Etonnamment, John n’a pas seulement choisi d’exclure les ministres de la plus grande confiance de Kibaki : il a fait d’eux son objectif particulier. Cela s’explique en partie par ce qu’il était : un Kenyan profondément moral, avec un sens religieux élevé, urbain et cosmopolite, qui croyait en un État de droit non tribal. Il détestait la phrase « C’est à notre tour de manger ». Il se considérait lui-même kenyan en premier lieu, chrétien en deuxième lieu, et kikuyu en troisième. Quand les ministres lui ont imposé le silence au nom de sa communauté, ils pervertissaient selon lui le propre concept d’orgueil ethnique.

Il a fait quelque chose d’inacceptable aux yeux de plusieurs de ses collègues kikuyu en enregistrant secrètement les conversations des ministres impliqués dans le cas Anglo Leasing, étant donné qu’on a fini par connaître les dix-huit contrats mafieux. Il a fini par fuir le Kenya, quand il s’est rendu compte que Kibaki n’était pas plus intéressé de lutter contre la corruption que l’étaient ses ministres. Il s’est caché à Londres - dans mon appartement, entre autres - et à la fin, en ayant réfléchi à la question pendant une longue année agonisante, a dévoilé tout le matériel enregistré.

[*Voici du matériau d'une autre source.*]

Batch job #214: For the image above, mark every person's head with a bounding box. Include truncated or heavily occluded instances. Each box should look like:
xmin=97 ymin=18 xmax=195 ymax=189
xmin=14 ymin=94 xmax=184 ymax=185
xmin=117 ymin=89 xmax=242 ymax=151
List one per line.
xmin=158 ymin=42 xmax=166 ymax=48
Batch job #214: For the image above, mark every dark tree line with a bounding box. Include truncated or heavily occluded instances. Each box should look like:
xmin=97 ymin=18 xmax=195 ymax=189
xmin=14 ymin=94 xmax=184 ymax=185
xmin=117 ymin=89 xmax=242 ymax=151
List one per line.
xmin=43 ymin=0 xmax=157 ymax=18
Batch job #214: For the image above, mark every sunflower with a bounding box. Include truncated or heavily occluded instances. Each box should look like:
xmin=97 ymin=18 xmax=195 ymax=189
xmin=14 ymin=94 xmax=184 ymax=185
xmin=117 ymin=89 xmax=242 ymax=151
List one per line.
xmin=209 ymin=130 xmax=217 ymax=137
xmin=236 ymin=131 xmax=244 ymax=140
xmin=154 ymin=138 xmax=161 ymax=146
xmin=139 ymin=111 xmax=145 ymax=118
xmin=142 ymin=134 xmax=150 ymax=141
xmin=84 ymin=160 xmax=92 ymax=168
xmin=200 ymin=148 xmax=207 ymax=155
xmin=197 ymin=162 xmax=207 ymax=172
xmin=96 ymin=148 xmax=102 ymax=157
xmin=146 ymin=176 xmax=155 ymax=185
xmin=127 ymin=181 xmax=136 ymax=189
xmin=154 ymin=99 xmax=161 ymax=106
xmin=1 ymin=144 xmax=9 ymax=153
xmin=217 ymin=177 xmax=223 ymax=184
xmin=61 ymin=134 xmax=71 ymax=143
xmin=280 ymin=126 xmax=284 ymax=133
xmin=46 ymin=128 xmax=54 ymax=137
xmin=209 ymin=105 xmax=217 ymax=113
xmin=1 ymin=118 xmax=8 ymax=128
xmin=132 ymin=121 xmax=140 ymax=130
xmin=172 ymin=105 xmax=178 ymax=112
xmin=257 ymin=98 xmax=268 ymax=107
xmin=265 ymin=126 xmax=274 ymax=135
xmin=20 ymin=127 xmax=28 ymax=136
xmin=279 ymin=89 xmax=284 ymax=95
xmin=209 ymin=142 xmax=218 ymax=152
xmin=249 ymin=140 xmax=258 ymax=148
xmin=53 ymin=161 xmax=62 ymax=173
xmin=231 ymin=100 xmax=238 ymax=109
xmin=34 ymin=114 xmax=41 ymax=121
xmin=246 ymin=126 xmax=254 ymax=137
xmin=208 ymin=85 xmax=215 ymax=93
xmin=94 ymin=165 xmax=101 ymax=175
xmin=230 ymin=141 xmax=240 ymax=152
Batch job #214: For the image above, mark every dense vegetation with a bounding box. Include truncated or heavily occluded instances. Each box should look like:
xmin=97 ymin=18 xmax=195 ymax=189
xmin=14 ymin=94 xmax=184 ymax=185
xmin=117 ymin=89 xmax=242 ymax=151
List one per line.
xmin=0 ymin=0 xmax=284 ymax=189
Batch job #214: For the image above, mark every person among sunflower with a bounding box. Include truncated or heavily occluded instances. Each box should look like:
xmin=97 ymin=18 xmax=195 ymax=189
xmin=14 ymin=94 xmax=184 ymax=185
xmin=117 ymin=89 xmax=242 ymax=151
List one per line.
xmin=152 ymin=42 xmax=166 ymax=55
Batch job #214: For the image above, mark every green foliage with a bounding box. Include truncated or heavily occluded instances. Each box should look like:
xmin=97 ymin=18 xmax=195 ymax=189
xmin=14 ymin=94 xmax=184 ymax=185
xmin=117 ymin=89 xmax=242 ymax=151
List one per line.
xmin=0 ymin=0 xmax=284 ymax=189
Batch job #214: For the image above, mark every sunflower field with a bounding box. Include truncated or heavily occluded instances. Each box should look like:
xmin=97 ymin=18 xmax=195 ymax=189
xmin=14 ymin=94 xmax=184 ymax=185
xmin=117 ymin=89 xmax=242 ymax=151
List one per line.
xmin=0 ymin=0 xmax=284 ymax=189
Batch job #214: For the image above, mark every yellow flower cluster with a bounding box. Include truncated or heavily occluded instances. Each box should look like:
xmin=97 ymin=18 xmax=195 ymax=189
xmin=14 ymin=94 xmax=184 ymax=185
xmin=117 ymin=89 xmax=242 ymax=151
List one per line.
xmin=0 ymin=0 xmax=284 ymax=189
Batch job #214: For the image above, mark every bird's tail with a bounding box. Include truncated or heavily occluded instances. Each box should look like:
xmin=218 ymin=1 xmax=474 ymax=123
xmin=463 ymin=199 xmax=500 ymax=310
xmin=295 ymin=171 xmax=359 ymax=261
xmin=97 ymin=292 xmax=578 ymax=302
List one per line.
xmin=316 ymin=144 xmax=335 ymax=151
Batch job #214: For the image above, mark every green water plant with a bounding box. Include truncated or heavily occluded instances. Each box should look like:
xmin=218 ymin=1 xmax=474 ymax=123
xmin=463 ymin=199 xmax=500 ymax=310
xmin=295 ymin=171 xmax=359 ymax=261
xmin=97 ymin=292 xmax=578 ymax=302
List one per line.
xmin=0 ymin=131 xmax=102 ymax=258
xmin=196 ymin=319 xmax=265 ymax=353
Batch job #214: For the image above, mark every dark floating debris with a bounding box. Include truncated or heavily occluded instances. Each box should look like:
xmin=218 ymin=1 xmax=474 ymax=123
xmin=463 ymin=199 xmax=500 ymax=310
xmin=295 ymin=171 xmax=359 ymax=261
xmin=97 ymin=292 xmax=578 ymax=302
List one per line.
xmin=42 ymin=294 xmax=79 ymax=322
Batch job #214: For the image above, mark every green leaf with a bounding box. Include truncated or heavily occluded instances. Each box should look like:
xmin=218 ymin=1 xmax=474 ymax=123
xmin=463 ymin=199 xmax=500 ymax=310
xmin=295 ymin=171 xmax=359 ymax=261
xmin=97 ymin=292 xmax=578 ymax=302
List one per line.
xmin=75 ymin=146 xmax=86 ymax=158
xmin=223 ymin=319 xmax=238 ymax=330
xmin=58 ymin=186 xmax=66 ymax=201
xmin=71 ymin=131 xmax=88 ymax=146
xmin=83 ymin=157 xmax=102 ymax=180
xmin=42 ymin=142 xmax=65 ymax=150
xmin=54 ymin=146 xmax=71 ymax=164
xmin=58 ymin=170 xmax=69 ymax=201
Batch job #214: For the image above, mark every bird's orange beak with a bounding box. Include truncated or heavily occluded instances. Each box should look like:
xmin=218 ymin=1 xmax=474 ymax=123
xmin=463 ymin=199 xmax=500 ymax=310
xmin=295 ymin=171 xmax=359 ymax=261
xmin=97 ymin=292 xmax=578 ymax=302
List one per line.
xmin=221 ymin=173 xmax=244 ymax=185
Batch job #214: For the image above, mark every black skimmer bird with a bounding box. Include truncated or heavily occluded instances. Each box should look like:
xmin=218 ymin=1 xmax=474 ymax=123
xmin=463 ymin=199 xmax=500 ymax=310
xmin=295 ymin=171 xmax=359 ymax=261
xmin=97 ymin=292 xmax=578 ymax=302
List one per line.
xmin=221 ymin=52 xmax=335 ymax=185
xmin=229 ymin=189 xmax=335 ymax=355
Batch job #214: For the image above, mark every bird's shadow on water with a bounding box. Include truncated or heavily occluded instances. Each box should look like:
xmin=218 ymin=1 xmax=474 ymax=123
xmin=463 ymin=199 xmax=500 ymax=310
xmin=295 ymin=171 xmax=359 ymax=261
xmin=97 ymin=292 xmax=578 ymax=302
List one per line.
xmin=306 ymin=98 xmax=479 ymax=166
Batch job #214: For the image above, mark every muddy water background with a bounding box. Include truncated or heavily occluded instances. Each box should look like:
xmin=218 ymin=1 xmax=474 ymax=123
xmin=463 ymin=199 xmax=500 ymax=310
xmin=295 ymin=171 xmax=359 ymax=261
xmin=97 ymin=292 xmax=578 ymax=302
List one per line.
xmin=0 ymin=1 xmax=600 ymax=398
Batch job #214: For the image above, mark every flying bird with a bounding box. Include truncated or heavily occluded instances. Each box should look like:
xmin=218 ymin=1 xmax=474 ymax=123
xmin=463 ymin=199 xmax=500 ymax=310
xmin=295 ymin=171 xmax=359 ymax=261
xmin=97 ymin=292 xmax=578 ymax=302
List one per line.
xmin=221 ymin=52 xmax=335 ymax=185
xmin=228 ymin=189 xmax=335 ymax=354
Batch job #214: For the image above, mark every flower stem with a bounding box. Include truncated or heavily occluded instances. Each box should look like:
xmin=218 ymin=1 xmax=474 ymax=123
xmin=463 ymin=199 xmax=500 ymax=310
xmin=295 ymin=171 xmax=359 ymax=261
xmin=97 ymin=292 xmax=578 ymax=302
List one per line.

L’objet de mon livre n’était pas simplement d’attaquer un groupe corrompu de ministres du gouvernement et un président complaisant. Ma cible étaient également les gouvernements occidentaux donateurs et les entités financières internationales comme le Fonds monétaire international et la Banque mondiale qui minimisent systématiquement l’importance de la corruption en incluant ce dysfonctionnement dans leurs propres paramètres. Ils minimisent, en faisant semblant de ne pas voir, et par là, ils se convertissent en complices de quelques élites politiques qui pillent systématiquement l’Etat, un Etat qui est supposé être renforcé grâce à leurs aides.

Peut-être qu’ils vont le faire avec la meilleure des intentions – cela prend du temps, c’est coûteux et compliqué de prévenir les « fuites », comme les économistes appellent délicatement la corruption - mais le résultat est une trahison tant aux contribuables en Occident qui financent l’aide internationale, comme aux citoyens africains qui en bénéficient, mais qui le font rarement. Le problème n’est pas seulement la perte d’argent. Le type de corruption dont je parle est énormément déstabilisateur, parce que de grands secteurs de la population comprennent qu’ils sont marginalisés et, de plus en plus, ils inculpent le groupe favorisé de leurs problèmes. La rivalité devient toxique.

Dans le cas du Kenya, le pays a entrepris ses élections de 2007-2008 avec une hostilité entre ses grands blocs ethniques à un niveau sans précédents. Les autres tribus du pays ont fini par se convaincre du fait que les kikuyu étaient en train de truquer les éléctions pour manger indéfiniment. Le nettoyage ethnique qui a suivi a laissé 1.500 morts et a donné lieu à des centaines de milliers de réfugiés internes. C’étaient les élections les plus violentes de l’histoire du Kenya et le pays a frôlé un coup militaire et la guerre civile.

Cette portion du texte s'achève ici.